What does it mean to “think like a lawyer”—in particular, an American lawyer? After wrestling with that question for years, Harvard Law Professors David Kennedy ’80 and William W. Fisher III ’82 have given us an anthology of the articles they believe yield the answer. “The Canon of American Legal Thought” (Princeton University Press, 2006) brings together the 20 articles they deem to have been most influential in shaping American legal thinking and a distinctly American style of reasoning across the 20th century.
Harvard Law School is well-represented throughout the collection: A third of the articles first appeared in the Harvard Law Review. Authors include HLS professors and alumni ranging from Supreme Court Justice Oliver Wendell Holmes Jr. LL.B. 1866 and former HLS Dean Albert Sacks ’48 to current Professors Duncan Kennedy and Frank Michelman ’60.
Each article is introduced by an essay from Fisher or Kennedy situating “the work in the author’s trajectory and in the intellectual climate of the era,” says Fisher. The editors divide the canon of American legal thought into eight schools, including Legal Realism, The Legal Process, Modern Liberalism, Law and Economics, and Feminist Legal Theory. While those labels are familiar to many students and practicing attorneys, Kennedy says the ideas behind them are too often reduced to mere shorthand. “Indeed, we were both struck by the intellectual sophistication with which so many of the clichés of everyday legal argument were originally formulated,” he adds.
The editors say the collection shows a rhythm that has been repeated for more than a century: A single idea or “orthodoxy” dominates for a while, then a “critique” follows, and finally there is fragmentation, when consensus breaks down.

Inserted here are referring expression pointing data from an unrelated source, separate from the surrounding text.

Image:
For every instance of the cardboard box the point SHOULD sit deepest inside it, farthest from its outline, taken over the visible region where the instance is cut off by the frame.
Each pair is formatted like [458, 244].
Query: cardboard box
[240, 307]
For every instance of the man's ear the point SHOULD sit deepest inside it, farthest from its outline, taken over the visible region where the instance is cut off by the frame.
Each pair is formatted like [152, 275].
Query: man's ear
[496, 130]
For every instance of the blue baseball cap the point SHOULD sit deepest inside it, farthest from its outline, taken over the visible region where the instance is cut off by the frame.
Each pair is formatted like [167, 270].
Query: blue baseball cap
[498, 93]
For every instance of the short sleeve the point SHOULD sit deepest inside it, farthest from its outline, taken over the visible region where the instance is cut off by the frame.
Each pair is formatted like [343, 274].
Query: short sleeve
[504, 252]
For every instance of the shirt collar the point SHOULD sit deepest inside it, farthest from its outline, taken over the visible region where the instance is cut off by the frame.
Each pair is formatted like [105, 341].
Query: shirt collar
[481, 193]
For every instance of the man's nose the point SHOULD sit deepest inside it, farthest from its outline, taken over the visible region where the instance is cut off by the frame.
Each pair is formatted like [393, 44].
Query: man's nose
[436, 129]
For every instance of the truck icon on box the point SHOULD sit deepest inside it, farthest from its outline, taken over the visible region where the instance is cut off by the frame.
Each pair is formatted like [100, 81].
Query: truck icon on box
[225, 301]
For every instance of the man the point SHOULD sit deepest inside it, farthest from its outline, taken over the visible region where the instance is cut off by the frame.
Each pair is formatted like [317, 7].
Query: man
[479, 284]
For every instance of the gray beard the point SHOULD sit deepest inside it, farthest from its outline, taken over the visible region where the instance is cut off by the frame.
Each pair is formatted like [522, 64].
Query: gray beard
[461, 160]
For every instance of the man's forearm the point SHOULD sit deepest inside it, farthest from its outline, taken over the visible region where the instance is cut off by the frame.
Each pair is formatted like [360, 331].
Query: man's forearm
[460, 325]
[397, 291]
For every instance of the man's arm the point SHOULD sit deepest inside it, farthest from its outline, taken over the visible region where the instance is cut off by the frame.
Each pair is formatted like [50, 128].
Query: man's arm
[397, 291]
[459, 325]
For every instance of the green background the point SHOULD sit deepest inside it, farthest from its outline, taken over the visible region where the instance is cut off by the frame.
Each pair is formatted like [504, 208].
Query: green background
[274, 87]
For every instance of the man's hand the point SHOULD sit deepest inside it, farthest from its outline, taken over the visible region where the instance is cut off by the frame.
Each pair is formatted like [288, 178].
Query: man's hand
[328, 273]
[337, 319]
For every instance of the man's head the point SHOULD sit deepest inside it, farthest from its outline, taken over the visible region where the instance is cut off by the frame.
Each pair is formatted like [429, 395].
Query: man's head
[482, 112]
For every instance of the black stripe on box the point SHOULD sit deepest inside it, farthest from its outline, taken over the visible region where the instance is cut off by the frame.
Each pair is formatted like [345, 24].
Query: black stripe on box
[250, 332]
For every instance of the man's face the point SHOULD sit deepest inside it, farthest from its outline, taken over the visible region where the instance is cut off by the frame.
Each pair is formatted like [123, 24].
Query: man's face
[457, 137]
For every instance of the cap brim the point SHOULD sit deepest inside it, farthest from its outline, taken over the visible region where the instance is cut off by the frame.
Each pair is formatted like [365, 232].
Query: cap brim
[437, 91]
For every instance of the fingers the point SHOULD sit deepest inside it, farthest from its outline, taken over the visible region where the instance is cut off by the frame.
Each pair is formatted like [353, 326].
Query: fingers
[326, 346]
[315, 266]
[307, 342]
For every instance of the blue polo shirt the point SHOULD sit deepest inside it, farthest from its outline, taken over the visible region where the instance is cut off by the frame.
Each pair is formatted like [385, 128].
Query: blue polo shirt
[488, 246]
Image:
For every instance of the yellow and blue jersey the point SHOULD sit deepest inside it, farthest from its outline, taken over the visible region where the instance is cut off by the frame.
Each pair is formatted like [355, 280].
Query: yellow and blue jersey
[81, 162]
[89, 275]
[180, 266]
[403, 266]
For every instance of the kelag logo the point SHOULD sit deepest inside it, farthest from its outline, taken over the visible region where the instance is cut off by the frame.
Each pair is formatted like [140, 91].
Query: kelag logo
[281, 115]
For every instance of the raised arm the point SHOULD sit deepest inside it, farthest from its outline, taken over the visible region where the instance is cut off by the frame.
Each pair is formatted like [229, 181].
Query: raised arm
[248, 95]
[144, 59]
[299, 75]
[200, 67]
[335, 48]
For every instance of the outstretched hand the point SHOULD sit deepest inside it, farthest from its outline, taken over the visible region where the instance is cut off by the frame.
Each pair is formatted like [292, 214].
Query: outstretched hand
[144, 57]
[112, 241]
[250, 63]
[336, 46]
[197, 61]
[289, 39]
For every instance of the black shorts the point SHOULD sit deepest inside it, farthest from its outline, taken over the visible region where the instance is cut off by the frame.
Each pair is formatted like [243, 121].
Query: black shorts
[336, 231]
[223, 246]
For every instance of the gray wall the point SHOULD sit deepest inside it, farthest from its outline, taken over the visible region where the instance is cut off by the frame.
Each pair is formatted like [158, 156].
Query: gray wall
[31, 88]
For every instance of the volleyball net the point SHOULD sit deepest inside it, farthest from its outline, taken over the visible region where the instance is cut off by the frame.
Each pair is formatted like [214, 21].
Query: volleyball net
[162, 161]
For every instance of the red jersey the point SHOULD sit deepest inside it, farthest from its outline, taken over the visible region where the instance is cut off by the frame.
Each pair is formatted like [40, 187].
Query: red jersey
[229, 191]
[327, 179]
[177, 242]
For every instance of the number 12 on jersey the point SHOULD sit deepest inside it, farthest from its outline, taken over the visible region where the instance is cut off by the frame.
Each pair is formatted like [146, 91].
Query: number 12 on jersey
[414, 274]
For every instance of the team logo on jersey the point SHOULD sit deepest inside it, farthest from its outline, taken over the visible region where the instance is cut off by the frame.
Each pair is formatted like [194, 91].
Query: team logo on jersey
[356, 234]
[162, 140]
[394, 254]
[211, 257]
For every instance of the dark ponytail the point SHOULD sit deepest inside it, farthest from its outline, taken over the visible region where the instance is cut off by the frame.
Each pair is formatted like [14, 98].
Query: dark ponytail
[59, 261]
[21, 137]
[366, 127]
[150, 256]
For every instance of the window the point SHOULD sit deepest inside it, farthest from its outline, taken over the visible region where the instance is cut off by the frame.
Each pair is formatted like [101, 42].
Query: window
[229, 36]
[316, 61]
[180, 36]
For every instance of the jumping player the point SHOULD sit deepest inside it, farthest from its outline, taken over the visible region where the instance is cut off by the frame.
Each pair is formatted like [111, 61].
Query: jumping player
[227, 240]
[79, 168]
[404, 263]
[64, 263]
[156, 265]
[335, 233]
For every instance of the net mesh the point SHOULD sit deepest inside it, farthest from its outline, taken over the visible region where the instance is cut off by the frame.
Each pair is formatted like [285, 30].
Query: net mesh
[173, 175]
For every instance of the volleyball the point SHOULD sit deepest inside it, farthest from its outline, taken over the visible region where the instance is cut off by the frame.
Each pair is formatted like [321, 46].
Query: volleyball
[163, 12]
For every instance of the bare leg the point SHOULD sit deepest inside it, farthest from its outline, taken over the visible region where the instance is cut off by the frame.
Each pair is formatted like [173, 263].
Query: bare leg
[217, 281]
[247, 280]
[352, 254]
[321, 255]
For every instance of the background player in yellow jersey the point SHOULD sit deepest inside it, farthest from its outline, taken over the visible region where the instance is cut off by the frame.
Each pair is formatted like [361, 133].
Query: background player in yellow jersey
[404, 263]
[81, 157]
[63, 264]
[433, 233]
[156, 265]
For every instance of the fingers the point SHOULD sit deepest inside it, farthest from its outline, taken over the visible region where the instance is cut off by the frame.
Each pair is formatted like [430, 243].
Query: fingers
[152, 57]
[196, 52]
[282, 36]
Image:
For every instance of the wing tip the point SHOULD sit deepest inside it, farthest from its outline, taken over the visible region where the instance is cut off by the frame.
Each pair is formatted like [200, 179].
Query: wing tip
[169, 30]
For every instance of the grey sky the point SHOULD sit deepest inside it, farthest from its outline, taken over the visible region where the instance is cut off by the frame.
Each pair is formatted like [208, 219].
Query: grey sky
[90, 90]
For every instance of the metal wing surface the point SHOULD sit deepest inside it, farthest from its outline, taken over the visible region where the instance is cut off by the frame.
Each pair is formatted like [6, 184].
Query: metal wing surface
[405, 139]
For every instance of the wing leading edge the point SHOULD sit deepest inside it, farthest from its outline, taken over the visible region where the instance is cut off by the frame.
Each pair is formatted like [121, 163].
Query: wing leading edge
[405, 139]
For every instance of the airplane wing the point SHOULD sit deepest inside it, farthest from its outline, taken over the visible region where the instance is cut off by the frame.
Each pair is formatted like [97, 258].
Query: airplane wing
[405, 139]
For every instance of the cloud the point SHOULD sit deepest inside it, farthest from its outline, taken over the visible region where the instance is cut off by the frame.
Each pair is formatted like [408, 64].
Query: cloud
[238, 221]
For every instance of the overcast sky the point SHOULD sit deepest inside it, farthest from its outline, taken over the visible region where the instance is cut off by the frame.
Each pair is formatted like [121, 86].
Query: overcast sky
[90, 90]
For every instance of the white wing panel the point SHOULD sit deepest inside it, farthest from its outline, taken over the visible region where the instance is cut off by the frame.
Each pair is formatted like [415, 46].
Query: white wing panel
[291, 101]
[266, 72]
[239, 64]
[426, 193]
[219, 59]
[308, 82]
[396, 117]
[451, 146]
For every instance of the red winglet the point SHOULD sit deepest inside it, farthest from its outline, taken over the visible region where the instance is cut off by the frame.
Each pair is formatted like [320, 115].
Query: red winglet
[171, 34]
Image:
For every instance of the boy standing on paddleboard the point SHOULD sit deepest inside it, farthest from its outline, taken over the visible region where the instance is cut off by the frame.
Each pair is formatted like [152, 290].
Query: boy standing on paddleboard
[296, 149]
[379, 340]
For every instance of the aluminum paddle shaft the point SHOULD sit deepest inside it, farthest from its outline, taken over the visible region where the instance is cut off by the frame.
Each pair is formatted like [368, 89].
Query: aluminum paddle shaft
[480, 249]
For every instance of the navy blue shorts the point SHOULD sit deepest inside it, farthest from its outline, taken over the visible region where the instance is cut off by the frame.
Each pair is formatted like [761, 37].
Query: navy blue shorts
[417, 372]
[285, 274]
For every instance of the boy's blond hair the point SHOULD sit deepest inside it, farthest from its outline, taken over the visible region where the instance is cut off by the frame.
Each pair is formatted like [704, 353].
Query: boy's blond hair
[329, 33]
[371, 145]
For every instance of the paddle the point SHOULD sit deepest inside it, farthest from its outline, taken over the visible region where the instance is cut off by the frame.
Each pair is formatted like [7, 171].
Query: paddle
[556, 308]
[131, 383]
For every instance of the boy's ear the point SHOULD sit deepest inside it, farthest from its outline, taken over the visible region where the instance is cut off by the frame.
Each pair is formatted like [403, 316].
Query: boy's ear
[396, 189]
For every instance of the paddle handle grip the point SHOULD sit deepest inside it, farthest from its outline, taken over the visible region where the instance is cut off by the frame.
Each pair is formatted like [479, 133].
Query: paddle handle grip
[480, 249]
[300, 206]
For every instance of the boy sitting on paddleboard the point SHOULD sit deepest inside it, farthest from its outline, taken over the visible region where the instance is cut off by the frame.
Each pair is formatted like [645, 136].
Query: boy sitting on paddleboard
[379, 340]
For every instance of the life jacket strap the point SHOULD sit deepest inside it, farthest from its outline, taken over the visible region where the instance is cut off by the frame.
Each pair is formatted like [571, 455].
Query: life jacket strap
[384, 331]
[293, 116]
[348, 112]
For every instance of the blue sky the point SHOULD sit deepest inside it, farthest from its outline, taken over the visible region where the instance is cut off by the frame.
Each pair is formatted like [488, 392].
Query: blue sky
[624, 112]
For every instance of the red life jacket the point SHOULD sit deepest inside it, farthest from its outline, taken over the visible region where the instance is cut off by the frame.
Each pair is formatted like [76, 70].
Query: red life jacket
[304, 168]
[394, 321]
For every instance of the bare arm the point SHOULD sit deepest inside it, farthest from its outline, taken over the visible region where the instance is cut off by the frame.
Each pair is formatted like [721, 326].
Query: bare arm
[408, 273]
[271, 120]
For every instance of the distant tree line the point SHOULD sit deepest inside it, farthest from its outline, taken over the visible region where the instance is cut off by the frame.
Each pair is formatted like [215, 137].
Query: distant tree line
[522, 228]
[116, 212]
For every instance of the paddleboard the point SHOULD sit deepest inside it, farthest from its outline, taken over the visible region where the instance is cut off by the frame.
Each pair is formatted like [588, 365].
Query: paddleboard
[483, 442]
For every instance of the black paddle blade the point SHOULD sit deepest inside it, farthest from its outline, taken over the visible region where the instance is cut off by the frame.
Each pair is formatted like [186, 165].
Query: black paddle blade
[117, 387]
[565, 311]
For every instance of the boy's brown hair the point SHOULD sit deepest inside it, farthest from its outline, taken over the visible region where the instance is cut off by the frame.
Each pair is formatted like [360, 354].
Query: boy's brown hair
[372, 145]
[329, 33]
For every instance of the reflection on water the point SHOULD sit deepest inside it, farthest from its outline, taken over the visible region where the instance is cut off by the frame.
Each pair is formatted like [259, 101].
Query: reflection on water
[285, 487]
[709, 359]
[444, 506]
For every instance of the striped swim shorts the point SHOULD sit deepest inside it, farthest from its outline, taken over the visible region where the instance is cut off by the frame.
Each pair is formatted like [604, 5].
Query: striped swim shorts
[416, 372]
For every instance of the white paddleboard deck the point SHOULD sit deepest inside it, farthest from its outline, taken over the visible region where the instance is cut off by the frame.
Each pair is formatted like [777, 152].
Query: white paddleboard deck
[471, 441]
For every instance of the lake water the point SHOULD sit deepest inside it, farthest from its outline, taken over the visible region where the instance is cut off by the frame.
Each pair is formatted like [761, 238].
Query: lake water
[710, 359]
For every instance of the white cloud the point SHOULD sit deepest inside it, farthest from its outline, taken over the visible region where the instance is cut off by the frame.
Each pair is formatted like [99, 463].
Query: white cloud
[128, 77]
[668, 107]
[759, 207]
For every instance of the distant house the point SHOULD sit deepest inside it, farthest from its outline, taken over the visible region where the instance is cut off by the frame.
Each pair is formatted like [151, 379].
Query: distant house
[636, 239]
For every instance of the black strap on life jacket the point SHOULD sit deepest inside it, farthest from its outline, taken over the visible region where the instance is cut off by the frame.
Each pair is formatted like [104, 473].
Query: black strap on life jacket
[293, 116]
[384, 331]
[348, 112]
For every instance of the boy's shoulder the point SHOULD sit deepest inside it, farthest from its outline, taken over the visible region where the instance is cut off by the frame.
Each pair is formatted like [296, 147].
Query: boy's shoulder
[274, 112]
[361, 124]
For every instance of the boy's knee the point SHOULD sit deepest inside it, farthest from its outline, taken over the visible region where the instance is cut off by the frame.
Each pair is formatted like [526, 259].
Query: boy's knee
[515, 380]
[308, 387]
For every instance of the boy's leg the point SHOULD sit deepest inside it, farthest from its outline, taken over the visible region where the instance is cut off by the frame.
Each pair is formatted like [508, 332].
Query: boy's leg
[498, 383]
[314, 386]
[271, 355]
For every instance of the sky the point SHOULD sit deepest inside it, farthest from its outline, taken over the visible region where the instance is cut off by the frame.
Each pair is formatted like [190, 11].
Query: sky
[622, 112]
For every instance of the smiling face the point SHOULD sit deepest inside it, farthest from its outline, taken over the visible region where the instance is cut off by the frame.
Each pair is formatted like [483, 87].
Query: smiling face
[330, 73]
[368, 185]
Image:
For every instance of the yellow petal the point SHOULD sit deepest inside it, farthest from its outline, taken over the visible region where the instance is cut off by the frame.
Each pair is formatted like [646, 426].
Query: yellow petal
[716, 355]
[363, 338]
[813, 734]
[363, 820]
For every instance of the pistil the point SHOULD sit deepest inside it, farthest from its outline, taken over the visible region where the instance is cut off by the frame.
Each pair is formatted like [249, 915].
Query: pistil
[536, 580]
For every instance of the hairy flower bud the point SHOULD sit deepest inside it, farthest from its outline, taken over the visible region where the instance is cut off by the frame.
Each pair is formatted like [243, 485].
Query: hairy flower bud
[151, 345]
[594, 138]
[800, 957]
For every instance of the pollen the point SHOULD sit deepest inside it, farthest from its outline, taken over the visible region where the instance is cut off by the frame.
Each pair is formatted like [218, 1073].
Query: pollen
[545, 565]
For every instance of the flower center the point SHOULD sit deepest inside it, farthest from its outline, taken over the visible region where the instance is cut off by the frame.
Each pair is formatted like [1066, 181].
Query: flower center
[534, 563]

For example, the formal rules of classical legal thought were criticized in the early 20th century by functionalist, pragmatic and “legal realist” modes of reasoning.
After World War II, a new consensus emerged which focused on the legal process and the legitimacy of institutional arrangements. Starting in the 1960s, Fisher and Kennedy explain, the Legal Process “consensus was in turn itself shattered by the emergence of an array of methodologies associated variously with economics, sociology, liberal theory and the work of critical legal studies scholars.”
They call the years since 1960 “the emergence of eclecticism,” in which no single idea dominates. “Whether in some future moment legal consciousness will be consolidated as in the late 19th century or postwar period, it’s very hard to know.”
The collection began to take shape 15 years ago when Kennedy first offered a course at HLS on American legal thought to introduce LL.M. students—as well as second- and third-year J.D. candidates—to the ideas behind the first-year curriculum. Fisher became involved when the two professors compiled a “canonical list” for a summer workshop series for new law teachers. As Kennedy and Fisher consulted widely, the list evolved. The articles that made the final cut are those that garnered the most consensus, that have been taught most successfully and that seem to stand most clearly for methodological innovation.
They hope the collection will be useful to many audiences. “The most obvious one,” says Fisher, “is law students hungry for immersion in the theoretical materials of which they ordinarily get snippets in their classes. Those tend to be unsatisfying because they are not connected to full-blown arguments.”
Kennedy says the book should also prove helpful to law professors “who are presumed to know these texts but may never have read them whole or with bibliographical notes.” Finally, he adds, he hopes there’s a broader audience among lawyers: “The volume can take them back to the best days of law school” and give them occasion “to reflect on whether what they learned still makes sense.”